Louisa holds the little square of grey print and it flutters like a living thing. Sounds as good as anything and she’d like to please Miss Burton seeing as how she thinks she might love her. She puts the ad inside the book. Later, walking to the bus with Jessie’s small hand in hers, she wonders, ‘How do you get to be like Miss Burton?’
Jessie is babbling about seeing the horsie but by now they’re well past the horse in the thistly paddock and they head towards the red bus that seems to stream up and down the big road endlessly, and today the world seems all blue sky with a raft of passing cloud.
One of the clouds has slipped from the others and is forming a ladder and this makes her smile. Could it be the ladder leading her out of here? Rubbish, she scolds herself, as if the sky’s got anything to do with anything.
She touches her sister’s baby head for comfort and realises that university is the only way to climb out of here to become like Miss Burton. But then seldom do journalists go to university. Ah, you don’t always get what you want and a job is what you need, she tells herself.
Jessie has been at swimming lessons and the metal smell of chlorine folds around her. ‘Did you have a good swim today Jess?’ Louisa asks as they sit on the bus. ‘Nah,’ says Jess staring out the window holding onto her bag of wet towel, ‘I want Mum.’
Lou touches her head again and thinks, I know you do, and she wipes Jessie’s trailing nose with the corner of her school dress. ‘Carn little Jess, you’re all right matey,’ she says and rests her arm around the child’s slight shoulders. If she ever has children, Louisa decides, she will be with them every bloody minute of every bloody day.
***
Nothing can be real about her possible life as a journalist until she tells Anne. In the kitchen that night before her mum gets home, she goes about her chores. The louvre windows are open and she can see into next door’s yard where white sheets flap on the line.

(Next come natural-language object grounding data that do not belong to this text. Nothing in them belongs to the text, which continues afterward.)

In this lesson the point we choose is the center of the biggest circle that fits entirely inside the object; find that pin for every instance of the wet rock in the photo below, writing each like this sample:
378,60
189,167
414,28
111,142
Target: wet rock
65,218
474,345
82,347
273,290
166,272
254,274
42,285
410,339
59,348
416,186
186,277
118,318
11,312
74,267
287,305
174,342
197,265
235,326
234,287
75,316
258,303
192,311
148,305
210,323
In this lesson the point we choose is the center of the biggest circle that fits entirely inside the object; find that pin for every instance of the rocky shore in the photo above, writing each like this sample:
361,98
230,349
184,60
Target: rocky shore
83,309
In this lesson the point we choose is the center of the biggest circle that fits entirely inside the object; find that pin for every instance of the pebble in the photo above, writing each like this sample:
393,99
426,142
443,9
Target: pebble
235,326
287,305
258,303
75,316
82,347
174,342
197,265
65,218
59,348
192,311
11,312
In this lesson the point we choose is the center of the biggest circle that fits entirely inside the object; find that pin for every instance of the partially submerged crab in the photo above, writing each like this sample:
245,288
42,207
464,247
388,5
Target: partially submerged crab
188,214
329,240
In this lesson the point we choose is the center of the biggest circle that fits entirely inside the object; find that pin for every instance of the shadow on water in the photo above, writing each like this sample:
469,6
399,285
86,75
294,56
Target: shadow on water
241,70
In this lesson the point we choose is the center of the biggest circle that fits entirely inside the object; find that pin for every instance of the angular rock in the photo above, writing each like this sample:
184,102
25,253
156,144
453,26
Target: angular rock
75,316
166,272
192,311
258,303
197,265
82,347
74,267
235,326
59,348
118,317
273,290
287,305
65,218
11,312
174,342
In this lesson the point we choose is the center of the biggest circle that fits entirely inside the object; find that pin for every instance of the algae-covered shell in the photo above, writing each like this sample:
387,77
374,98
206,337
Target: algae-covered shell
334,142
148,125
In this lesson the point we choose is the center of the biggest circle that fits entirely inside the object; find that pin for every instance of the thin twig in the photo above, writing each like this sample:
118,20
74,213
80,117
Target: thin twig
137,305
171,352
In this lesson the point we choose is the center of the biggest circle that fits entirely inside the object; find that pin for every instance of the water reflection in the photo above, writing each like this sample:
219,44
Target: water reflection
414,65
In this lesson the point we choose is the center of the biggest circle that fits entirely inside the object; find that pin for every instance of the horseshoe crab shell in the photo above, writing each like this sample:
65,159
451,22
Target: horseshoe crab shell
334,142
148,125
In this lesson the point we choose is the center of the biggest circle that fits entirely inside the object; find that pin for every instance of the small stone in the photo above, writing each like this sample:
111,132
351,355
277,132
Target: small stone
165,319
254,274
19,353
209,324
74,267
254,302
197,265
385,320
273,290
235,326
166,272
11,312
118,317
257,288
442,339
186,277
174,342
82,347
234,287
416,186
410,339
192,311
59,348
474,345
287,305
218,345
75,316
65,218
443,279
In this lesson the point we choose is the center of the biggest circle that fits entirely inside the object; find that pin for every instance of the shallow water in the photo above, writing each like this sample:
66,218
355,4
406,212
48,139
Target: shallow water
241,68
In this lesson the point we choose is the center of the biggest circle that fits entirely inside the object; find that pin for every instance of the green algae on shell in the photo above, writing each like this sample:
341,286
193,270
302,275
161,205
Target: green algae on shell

She begins to feel a sense of portent and when this happens her right wrist prickles. It prickles now and she feels change is moving towards her and even though she wants it, it scares her rigid. She decides to delay telling her mother because she knows that when she tells this part of her story, it will happen in short time and then she will be gone and the time of Emmett will be over and the newness, what will it be?
She sets the blue laminex
table with knives and forks and salt and pepper. Rob stumbles up the fernery steps and bursts into the kitchen. The day has dredged away and the gloom says maybe it will rain. He flicks a switch and the stick of light on the ceiling blinks on reluctantly.